Perhaps the President Should Defer a Supreme Court Nomination

Senate Republicans

The Republican leadership in the U.S. Senate, including Sen. Mitch McConnell, has indicated an unwillingness to consider any Supreme Court nominee put forward by President Obama. Photograph: Associated Press

The Republican leadership in the U.S. Senate has indicated an unwillingness to consider any Supreme Court nominee put forward by President Obama. In response, the president has said that he will exercise his constitutional duty to make such a nomination.

He certainly has that prerogative. The Constitution quite clearly states that the president shall nominate and, by and with the advice and consent of the Senate, appoint judges of the Supreme Court. The president has said that “shall” means “shall” and so imposes upon him a duty to do so. But it is worth noting that there is no express constitutional time limit on the nomination.

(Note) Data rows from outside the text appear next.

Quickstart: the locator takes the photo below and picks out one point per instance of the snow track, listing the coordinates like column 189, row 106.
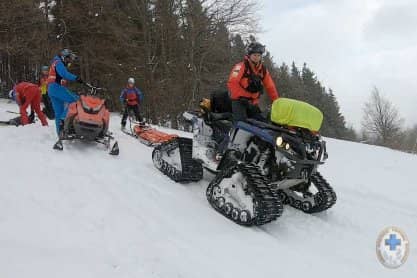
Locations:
column 84, row 213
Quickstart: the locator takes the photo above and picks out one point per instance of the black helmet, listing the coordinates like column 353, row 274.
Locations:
column 255, row 47
column 67, row 53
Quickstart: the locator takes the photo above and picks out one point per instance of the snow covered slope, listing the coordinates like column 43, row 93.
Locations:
column 84, row 213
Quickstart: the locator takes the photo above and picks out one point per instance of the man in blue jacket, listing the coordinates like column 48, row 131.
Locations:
column 130, row 98
column 57, row 79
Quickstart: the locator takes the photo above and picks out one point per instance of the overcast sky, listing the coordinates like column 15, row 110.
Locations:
column 351, row 45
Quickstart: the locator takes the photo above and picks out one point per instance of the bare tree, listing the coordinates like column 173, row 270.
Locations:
column 382, row 120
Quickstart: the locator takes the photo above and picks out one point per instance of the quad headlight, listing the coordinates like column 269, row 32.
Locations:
column 281, row 144
column 279, row 141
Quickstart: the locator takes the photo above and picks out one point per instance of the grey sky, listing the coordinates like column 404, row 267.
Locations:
column 352, row 45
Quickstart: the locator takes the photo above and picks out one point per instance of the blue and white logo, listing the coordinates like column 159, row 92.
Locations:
column 392, row 247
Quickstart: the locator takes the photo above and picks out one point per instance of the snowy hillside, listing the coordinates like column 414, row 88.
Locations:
column 84, row 213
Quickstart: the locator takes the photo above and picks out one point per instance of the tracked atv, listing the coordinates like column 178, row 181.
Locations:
column 88, row 120
column 264, row 165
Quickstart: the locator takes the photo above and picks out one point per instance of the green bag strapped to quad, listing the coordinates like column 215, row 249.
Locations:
column 291, row 112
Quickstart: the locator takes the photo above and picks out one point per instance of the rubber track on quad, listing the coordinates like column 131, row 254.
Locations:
column 324, row 199
column 191, row 171
column 267, row 203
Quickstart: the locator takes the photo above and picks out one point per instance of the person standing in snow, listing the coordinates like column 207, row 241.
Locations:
column 28, row 94
column 130, row 98
column 57, row 78
column 43, row 84
column 246, row 83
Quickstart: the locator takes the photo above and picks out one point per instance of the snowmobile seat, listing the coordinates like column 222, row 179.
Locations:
column 220, row 102
column 221, row 116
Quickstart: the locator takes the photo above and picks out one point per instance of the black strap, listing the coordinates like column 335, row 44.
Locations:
column 248, row 67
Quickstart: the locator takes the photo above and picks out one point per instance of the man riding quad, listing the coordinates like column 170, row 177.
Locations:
column 246, row 83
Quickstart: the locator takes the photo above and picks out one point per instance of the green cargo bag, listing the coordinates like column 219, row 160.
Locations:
column 296, row 113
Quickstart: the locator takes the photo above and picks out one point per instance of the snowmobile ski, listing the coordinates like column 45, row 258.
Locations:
column 174, row 159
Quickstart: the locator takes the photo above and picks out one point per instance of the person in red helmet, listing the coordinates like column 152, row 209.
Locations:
column 28, row 94
column 131, row 97
column 246, row 83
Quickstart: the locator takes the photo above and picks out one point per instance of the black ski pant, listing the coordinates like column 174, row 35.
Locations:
column 131, row 109
column 242, row 110
column 48, row 110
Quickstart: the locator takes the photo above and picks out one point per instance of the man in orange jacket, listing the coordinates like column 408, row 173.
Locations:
column 246, row 83
column 26, row 94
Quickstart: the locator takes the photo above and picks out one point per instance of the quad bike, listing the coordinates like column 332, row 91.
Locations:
column 88, row 120
column 264, row 165
column 145, row 133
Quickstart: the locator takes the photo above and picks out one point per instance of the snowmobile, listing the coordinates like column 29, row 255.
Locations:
column 88, row 120
column 265, row 164
column 145, row 133
column 16, row 121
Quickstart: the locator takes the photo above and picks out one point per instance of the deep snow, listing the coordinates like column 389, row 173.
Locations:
column 84, row 213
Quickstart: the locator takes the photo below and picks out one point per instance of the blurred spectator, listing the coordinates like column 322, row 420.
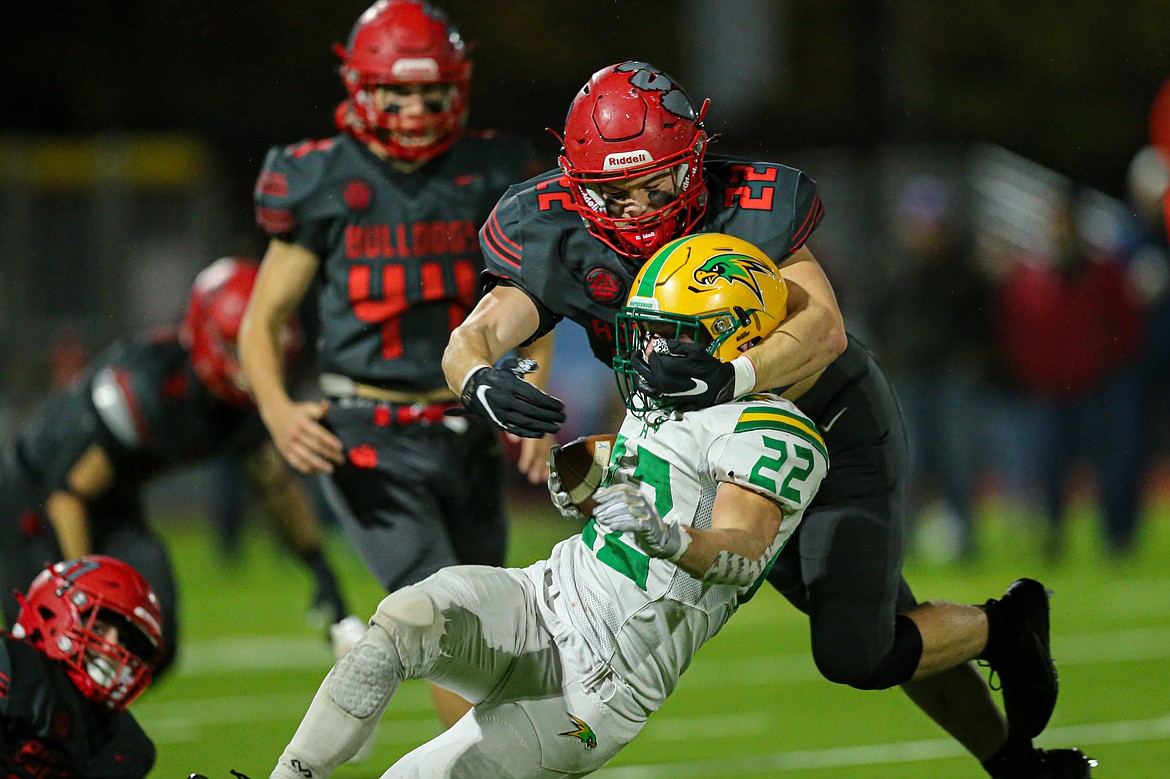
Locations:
column 933, row 325
column 1071, row 331
column 68, row 357
column 1148, row 180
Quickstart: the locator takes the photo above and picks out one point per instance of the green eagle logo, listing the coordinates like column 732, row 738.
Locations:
column 735, row 269
column 582, row 731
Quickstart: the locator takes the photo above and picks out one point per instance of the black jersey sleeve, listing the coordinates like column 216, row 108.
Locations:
column 502, row 239
column 289, row 176
column 807, row 211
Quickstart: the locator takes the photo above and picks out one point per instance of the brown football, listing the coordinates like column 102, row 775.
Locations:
column 582, row 463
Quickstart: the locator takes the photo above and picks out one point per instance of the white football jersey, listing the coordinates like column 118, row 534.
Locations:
column 645, row 617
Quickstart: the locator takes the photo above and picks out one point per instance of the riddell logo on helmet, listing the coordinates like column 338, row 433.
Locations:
column 415, row 69
column 628, row 159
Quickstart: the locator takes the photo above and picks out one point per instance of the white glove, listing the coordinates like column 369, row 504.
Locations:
column 623, row 507
column 561, row 498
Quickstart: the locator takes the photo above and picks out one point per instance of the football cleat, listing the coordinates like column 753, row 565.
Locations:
column 1018, row 652
column 1066, row 764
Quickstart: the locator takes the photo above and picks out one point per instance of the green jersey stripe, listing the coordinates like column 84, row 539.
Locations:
column 776, row 419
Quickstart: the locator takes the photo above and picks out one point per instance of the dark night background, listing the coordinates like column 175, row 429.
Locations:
column 1067, row 84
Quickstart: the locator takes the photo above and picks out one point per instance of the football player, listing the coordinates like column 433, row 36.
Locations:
column 84, row 646
column 71, row 483
column 566, row 659
column 385, row 216
column 634, row 174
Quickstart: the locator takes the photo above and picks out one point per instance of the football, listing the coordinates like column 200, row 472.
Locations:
column 582, row 463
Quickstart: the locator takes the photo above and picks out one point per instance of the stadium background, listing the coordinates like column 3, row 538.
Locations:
column 130, row 136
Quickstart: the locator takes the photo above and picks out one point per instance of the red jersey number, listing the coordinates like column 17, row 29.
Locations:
column 742, row 195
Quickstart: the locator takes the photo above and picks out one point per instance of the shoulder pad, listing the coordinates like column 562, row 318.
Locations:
column 288, row 176
column 117, row 406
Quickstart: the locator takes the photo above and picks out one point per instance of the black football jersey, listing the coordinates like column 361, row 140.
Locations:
column 142, row 401
column 399, row 253
column 535, row 242
column 48, row 730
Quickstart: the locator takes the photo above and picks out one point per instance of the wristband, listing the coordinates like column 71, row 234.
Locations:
column 468, row 376
column 744, row 376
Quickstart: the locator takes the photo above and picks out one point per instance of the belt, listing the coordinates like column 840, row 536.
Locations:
column 336, row 385
column 386, row 414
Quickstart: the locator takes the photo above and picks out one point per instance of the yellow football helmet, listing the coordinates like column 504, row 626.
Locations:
column 714, row 289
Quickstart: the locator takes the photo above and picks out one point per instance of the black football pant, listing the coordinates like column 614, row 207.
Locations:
column 844, row 565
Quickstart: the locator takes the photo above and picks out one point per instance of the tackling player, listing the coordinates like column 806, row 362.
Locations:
column 384, row 215
column 71, row 483
column 83, row 647
column 566, row 660
column 635, row 174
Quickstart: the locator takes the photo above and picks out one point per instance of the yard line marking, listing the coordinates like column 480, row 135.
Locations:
column 1109, row 732
column 297, row 652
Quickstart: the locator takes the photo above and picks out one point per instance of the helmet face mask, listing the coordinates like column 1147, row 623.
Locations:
column 631, row 122
column 711, row 289
column 398, row 47
column 101, row 620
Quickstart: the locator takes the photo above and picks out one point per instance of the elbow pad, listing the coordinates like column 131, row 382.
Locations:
column 735, row 570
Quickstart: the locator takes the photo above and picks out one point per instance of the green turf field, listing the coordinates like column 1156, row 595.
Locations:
column 751, row 705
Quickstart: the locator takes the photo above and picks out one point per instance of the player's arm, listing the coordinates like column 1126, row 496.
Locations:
column 68, row 508
column 503, row 318
column 734, row 551
column 284, row 277
column 811, row 336
column 534, row 453
column 283, row 497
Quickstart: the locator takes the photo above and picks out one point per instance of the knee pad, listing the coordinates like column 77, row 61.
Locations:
column 413, row 624
column 366, row 676
column 897, row 666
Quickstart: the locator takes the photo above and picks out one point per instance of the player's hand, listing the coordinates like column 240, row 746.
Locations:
column 302, row 440
column 623, row 507
column 510, row 402
column 534, row 456
column 561, row 498
column 682, row 376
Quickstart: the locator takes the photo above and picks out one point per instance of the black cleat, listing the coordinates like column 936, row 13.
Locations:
column 1018, row 652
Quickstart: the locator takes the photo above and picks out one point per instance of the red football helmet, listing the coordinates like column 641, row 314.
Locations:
column 628, row 121
column 211, row 329
column 404, row 42
column 68, row 614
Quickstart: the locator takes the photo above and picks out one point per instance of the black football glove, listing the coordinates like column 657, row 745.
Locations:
column 510, row 402
column 682, row 376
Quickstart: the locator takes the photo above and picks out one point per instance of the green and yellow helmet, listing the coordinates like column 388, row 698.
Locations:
column 714, row 289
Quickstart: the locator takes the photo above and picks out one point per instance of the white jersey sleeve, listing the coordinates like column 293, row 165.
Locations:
column 771, row 448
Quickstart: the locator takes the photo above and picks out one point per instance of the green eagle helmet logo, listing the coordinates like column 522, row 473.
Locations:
column 733, row 268
column 582, row 731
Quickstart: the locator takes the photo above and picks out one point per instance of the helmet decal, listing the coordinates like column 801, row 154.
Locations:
column 632, row 121
column 711, row 289
column 733, row 269
column 648, row 77
column 604, row 285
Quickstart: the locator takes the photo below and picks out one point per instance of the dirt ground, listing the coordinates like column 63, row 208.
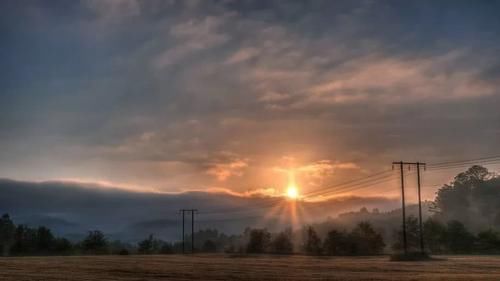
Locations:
column 224, row 267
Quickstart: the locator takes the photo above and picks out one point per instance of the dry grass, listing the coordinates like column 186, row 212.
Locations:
column 221, row 267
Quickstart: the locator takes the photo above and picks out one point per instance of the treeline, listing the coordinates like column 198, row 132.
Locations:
column 452, row 237
column 361, row 240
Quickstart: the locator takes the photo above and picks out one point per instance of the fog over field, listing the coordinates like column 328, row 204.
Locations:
column 72, row 209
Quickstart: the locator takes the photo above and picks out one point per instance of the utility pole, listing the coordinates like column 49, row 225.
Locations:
column 418, row 164
column 192, row 231
column 405, row 245
column 183, row 211
column 420, row 208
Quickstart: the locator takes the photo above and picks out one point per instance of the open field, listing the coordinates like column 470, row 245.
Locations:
column 223, row 267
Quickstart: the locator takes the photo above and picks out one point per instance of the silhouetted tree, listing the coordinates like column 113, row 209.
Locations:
column 167, row 249
column 282, row 243
column 488, row 242
column 312, row 243
column 259, row 240
column 459, row 240
column 146, row 245
column 337, row 243
column 45, row 240
column 62, row 246
column 95, row 243
column 365, row 240
column 471, row 198
column 209, row 247
column 7, row 232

The Senate Republican leadership has apparently advised the president not to send any nominee forward, as that nominee will get no consideration. They suggest that the next election should decide the next justice, nomination of whom should be left to the next president. While that does not seem a particularly good faith exercise of the Senate’s advice-and-consent role, it is clearly within the raw power of the Senate to take that recalcitrant position, even though, all the arguments to the contrary, there is no “rule” or “tradition” to support it.

There are some signs of weakening of Republican resolve, a couple of senators up for reelection in “purple” states fearing that the obstructionism might work to their disadvantage in the general election. So perhaps an Obama nominee will get a hearing after all.

But to have a nominee confirmed by a majority Republican Senate, the president will have to nominate someone probably not enthusiastically supported by his core constituency. Perhaps now is the time for a true progressive to join the Court, someone who understands that the judicial task, in constitutional cases, is to do one’s best to figure out what the Constitution means, in today’s rapidly changing society, not what it meant in the late 18th century, someone, in other words, more like Justice William J. Brennan Jr. than Justice Antonin Scalia. Such a nominee is unlikely to survive the confirmation process in the current Senate.

But, as the recalcitrant Republicans like to remind us, this is an election year. Indeed it is, and it seems likely that the next president will be a Democrat and at least possible that the next Senate will be controlled by the Democrats. After Jan. 20, that Democratic president will have little trouble getting that progressive nominee through that Democratic Senate. So perhaps President Obama should just sit back and see what happens. After all, as several commentators on the right have noted, the world won’t come to an end if the Court is understaffed for several months.

Patrick Wiseman, professor of law, teaches constitutional law and related courses, all of which are about the U.S. Supreme Court. He is following the Senate’s obligations in the nomination process.